Roles and Organization of BxpB (ExsFA) and ExsFB in the Exosporium Outer Basal Layer of Bacillus anthracis

Abstract

BxpB (also known as ExsFA) and ExsFB are an exosporium basal layer structural protein and a putative interspace protein of Bacillus anthracis that are known to be required for proper incorporation of the BclA collagen-like glycoprotein on the spore surface. Despite extensive similarity of the two proteins, their distribution in the spore is markedly different. We utilized a fluorescent fusion approach to examine features of the two genes that affect spore localization. The timing of expression of the bxpB and exsFB genes and their distinct N-terminal sequences were both found to be important for proper assembly into the exosporium basal layer. Results of this study provided evidence that the BclA nap glycoprotein is not covalently attached to BxpB protein despite the key role that the latter plays in BclA incorporation. Assembly of the BxpB- and ExsFB-containing outer basal layer appears not to be completely abolished in mutants lacking the ExsY and CotY basal layer structural proteins despite these spores lacking a visible exosporium. The BxpB and, to a lesser extent, the ExsFB proteins, were found to be capable of self-assembly in vitro into higher-molecular-weight forms that are stable to boiling in SDS under reducing conditions.
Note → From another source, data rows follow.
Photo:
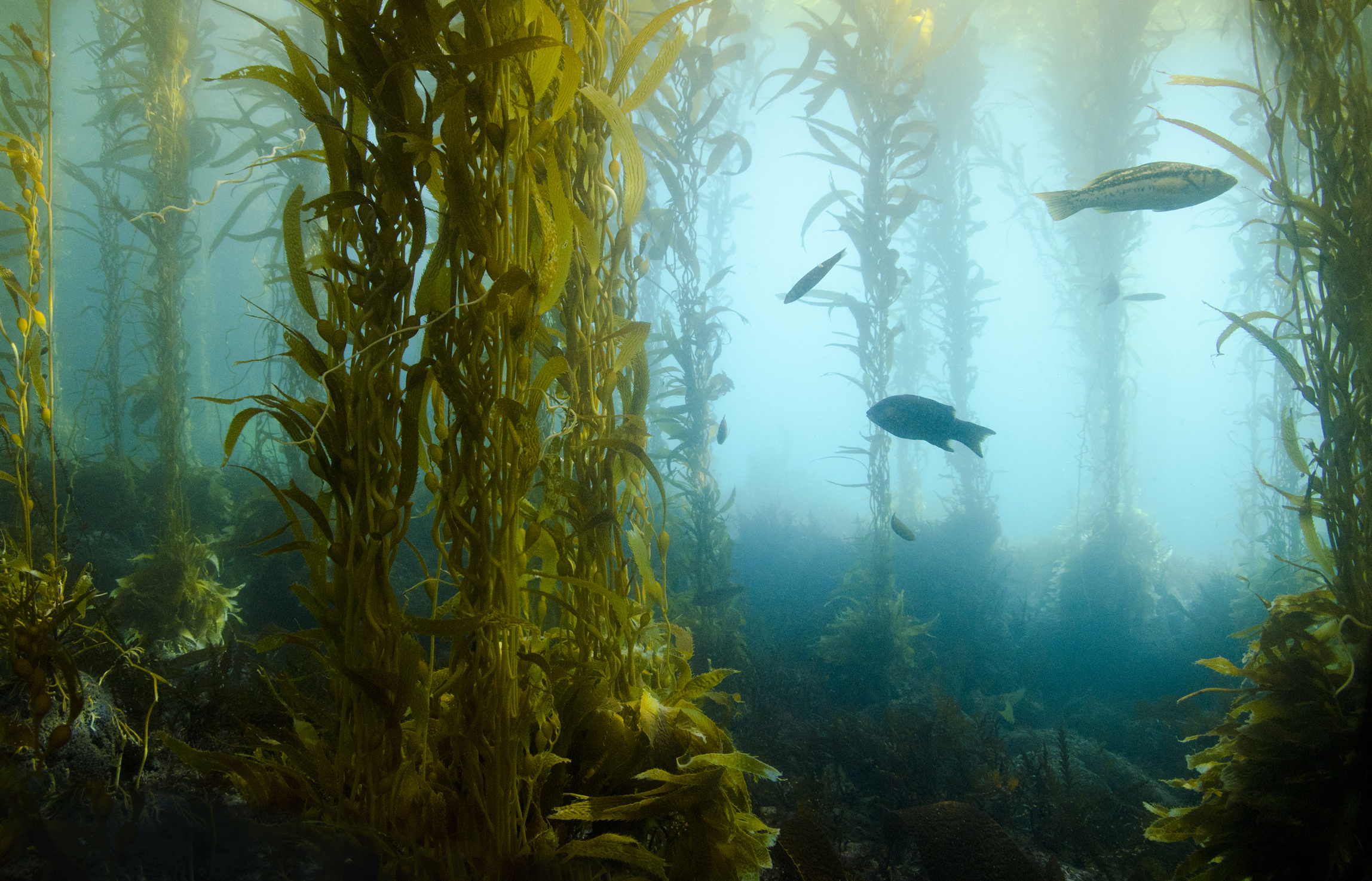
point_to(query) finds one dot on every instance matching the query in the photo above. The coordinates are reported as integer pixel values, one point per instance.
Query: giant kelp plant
(874, 54)
(39, 601)
(684, 137)
(946, 228)
(1286, 790)
(1098, 65)
(479, 133)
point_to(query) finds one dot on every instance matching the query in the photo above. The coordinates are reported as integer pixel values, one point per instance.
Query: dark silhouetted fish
(813, 277)
(718, 596)
(1153, 187)
(920, 419)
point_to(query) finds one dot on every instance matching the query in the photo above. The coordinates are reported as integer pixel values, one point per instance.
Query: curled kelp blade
(813, 277)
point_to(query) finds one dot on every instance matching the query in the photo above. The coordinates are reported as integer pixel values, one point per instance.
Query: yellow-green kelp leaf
(626, 145)
(1293, 442)
(1189, 80)
(664, 61)
(1224, 143)
(736, 761)
(620, 849)
(1319, 550)
(1281, 351)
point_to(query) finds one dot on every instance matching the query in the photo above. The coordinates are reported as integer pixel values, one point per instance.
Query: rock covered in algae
(960, 843)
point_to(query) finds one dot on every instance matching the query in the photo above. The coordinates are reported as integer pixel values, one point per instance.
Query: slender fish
(1153, 187)
(813, 277)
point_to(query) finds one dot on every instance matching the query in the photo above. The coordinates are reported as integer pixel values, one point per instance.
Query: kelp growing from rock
(468, 206)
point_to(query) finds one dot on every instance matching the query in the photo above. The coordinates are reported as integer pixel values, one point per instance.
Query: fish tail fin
(1061, 203)
(970, 435)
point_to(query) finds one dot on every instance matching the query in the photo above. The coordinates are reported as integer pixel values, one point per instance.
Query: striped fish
(1157, 187)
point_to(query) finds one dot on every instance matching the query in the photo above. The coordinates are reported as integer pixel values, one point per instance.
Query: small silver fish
(1152, 187)
(813, 277)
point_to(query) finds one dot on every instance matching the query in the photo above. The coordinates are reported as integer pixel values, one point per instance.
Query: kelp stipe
(479, 133)
(1285, 792)
(685, 137)
(881, 80)
(39, 600)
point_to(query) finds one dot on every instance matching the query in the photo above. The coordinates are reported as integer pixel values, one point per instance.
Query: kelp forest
(722, 439)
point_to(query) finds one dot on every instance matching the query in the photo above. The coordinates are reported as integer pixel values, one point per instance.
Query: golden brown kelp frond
(1285, 791)
(470, 212)
(26, 127)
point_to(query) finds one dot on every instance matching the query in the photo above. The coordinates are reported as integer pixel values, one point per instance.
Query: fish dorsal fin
(1104, 179)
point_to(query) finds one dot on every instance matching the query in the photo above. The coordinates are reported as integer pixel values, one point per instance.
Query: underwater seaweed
(1285, 788)
(452, 740)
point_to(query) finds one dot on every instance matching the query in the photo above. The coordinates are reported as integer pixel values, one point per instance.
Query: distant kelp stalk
(873, 53)
(684, 136)
(1286, 791)
(470, 220)
(943, 234)
(38, 600)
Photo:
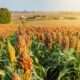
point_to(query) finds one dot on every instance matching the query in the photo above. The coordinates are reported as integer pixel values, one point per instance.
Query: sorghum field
(40, 50)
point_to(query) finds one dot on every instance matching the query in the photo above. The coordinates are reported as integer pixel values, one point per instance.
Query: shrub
(5, 15)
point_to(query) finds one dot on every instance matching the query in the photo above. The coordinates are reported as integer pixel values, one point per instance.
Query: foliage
(5, 15)
(59, 64)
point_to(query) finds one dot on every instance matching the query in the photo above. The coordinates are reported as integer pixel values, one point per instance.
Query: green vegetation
(5, 15)
(54, 63)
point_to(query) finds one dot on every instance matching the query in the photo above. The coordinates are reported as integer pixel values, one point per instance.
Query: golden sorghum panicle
(11, 52)
(25, 62)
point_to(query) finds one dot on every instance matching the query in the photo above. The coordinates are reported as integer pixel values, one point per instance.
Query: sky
(41, 5)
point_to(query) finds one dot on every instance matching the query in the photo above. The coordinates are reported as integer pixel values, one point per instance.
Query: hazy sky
(41, 5)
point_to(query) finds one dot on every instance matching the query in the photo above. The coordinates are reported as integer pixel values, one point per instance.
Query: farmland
(44, 48)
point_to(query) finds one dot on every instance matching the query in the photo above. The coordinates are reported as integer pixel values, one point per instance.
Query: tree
(5, 15)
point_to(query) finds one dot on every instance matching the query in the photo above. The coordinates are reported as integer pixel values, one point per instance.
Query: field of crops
(39, 50)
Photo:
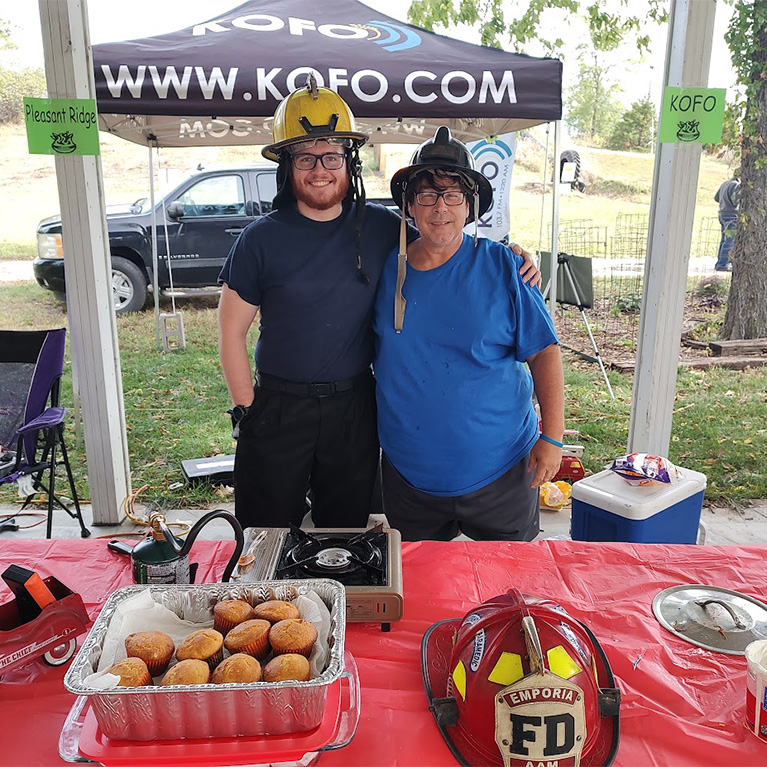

IMPORTANCE The genus Bacillus consists of spore-forming bacteria. Some species of this genus, especially those that are pathogens of animals or insects, contain an outermost spore layer called the exosporium. The zoonotic pathogen B. anthracis is an example of this group. The exosporium likely contributes to virulence and environmental persistence of these pathogens. This work provides important new insights into the exosporium assembly process and the interplay between BclA and BxpB in this process.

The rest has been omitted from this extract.